A set of remains had initially been mislabeled as Fr. Kapaun’s, but investigators determined they instead belonged to a younger man in his late teens or early 20s, rather than to a 35-year-old priest. Further identification was difficult, in part to a lack of technology.
 
“He was interred at the national cemetery, as were many others, as an unknown soldier,” Hotze said. “Fortunately, the Department of Defense still actively tries to identify the remains of these unknown soldiers.”
 
Those involved in Kapaun’s canonization cause were told it could be a matter of time to identify his remains if they were indeed at the cemetery.
 
“And that’s exactly what happened,” said Hotze. “We’re thrilled.”
 
Every June pilgrims march from Wichita to Kapaun’s hometown of Pilsen. They make the 60-mile walk in commemoration of the priest and his march to the prison camps.
 
“People are inspired by what he was able to do,” Hotze said. “He was born shortly before the depression. He grew up during the depression as a poor Kansas farmer. The family had nothing. And he was able to make great things happen with nothing.”
 
“He used what he had, and put it in service to God and in service to others.
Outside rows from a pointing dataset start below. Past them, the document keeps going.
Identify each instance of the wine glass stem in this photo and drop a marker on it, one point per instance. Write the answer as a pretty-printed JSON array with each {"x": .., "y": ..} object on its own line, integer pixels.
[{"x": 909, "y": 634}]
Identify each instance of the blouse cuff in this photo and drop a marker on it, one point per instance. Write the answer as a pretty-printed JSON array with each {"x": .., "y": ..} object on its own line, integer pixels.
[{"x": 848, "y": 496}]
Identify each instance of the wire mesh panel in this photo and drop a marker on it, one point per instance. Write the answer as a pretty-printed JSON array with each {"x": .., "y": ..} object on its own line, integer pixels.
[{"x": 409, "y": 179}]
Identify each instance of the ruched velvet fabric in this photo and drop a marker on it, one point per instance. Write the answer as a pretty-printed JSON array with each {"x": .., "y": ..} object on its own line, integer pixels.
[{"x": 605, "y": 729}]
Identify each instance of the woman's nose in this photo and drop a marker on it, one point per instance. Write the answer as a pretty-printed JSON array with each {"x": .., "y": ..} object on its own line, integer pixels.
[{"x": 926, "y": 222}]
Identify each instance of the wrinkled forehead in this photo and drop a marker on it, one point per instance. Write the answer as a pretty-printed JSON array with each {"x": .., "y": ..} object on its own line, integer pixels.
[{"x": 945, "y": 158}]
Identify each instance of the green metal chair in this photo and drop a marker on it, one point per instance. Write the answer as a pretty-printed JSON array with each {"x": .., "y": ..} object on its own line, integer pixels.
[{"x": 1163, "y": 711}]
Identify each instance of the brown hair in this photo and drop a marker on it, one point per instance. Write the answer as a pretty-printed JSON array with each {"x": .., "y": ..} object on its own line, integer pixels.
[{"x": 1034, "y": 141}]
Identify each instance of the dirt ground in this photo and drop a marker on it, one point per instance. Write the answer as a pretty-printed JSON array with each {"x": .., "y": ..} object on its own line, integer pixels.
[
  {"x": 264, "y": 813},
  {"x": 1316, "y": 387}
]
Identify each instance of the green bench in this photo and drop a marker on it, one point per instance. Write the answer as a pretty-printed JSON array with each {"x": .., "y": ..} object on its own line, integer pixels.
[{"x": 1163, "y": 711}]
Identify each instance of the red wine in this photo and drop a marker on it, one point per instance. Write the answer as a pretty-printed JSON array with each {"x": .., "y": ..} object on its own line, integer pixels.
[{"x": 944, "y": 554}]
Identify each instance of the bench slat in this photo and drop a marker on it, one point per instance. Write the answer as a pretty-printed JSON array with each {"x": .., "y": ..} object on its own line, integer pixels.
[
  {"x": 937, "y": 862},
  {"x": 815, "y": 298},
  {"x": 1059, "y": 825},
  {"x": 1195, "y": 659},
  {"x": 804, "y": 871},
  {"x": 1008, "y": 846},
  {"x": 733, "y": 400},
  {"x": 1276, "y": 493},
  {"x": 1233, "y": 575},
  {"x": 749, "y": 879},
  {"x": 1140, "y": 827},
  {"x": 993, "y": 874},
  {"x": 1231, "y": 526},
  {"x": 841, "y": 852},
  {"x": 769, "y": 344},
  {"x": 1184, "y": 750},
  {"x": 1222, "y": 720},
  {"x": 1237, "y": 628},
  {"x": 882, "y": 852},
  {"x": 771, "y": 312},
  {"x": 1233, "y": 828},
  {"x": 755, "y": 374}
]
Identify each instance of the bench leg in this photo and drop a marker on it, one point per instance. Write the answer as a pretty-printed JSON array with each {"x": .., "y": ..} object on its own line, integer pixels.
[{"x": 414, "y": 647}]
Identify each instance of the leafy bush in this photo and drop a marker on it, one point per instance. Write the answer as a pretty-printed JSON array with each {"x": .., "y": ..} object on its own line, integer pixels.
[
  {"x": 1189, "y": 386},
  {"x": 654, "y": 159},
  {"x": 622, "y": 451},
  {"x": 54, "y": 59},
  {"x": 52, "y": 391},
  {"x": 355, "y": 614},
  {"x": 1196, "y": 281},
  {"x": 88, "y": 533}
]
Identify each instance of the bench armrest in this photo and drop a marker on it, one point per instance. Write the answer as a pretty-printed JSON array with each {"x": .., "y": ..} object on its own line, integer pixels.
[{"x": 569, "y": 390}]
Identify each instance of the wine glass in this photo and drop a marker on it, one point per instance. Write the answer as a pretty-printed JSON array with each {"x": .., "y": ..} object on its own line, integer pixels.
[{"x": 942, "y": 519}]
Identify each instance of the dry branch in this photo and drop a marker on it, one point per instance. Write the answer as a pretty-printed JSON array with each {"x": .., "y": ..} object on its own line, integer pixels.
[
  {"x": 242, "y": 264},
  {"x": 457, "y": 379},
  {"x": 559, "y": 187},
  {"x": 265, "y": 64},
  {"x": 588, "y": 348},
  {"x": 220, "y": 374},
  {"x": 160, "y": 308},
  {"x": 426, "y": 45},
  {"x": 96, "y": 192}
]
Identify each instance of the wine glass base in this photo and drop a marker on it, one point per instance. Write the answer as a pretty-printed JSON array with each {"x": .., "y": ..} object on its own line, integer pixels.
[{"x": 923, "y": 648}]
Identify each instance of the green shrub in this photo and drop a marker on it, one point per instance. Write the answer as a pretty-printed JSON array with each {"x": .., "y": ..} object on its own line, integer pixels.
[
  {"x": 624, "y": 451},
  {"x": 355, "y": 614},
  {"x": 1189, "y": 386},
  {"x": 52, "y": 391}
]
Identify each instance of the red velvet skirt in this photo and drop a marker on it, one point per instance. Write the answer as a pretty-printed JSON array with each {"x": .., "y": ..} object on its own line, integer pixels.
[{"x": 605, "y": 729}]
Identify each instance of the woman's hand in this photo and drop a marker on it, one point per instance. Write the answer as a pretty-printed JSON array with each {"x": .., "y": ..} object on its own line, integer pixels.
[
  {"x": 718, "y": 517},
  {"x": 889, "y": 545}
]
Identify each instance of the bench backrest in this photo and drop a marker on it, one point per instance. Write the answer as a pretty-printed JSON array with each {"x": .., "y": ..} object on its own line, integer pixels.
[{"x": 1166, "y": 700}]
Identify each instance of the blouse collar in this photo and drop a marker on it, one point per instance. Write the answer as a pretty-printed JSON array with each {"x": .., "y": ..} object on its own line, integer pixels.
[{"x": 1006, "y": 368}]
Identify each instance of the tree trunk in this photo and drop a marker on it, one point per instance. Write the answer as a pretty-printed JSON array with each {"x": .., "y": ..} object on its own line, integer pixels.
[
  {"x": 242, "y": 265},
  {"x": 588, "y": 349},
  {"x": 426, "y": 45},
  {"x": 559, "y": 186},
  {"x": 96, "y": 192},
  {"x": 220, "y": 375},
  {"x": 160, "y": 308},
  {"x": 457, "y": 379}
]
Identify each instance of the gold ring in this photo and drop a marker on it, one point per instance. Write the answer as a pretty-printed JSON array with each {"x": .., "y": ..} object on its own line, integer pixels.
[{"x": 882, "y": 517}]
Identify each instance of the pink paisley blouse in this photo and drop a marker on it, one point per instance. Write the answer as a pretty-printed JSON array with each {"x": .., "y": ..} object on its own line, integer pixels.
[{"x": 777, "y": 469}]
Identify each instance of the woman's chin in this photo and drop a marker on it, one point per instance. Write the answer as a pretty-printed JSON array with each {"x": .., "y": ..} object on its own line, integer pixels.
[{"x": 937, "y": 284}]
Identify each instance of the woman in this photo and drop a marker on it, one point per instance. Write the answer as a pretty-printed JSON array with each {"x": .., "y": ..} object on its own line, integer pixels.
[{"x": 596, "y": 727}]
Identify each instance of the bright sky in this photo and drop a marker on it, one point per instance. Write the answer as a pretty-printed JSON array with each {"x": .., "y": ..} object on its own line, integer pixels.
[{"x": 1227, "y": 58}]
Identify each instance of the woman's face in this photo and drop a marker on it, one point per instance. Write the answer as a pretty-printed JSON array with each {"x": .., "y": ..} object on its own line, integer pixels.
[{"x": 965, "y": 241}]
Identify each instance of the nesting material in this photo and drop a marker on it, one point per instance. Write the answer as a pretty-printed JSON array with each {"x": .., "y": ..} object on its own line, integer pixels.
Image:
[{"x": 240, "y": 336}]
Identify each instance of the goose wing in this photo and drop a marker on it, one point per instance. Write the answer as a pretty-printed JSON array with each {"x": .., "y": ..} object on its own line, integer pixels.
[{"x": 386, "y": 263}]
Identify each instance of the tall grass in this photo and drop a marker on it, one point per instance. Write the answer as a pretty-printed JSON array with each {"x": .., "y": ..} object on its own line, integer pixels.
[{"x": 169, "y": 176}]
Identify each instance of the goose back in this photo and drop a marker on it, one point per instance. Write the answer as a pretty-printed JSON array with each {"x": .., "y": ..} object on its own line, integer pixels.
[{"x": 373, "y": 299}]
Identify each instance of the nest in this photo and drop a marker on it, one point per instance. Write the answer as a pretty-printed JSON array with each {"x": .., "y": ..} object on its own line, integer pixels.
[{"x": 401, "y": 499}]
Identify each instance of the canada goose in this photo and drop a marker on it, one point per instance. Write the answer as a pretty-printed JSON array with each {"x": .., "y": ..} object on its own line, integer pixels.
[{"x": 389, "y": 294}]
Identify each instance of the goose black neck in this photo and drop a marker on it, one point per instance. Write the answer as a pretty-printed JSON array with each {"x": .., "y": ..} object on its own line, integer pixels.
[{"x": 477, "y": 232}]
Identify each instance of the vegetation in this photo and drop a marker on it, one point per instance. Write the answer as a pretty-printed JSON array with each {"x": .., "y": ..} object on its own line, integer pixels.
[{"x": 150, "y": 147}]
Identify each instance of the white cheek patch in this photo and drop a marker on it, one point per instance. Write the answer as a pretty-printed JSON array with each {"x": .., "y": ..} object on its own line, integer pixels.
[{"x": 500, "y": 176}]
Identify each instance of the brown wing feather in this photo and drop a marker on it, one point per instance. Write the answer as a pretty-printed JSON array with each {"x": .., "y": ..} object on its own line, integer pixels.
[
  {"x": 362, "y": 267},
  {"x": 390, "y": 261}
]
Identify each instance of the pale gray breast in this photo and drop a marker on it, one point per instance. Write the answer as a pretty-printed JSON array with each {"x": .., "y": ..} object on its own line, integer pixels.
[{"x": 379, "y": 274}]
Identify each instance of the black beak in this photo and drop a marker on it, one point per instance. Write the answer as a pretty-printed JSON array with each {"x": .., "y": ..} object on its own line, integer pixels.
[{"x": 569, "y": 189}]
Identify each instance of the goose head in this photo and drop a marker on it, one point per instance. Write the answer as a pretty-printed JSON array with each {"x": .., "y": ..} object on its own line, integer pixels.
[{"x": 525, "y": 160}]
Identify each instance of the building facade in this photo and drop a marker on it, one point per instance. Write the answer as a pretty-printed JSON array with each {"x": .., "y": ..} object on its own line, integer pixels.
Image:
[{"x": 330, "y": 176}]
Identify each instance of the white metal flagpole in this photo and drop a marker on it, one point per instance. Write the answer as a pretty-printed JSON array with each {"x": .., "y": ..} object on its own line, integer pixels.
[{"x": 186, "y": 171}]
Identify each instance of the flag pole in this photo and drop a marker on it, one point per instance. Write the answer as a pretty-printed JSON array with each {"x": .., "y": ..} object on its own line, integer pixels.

I think he’s a perfect example for each and every one of us who strives to be a saint,” he said. “We can look at his example and realize even if we are poor, even if we are destitute, even if we have nothing in our own lives, we can still be a saintly person.”
 
U.S. Sen. Jerry Moran, R-Kansas, who had introduced legislation to award Kapaun the Medal of Honor, also commented on the identification of the priest’s remains.
 
“I am glad that his family has finally been granted closure after Father Kapaun’s selfless service to our nation,” said Moran, according to the Wichita Eagle newspaper.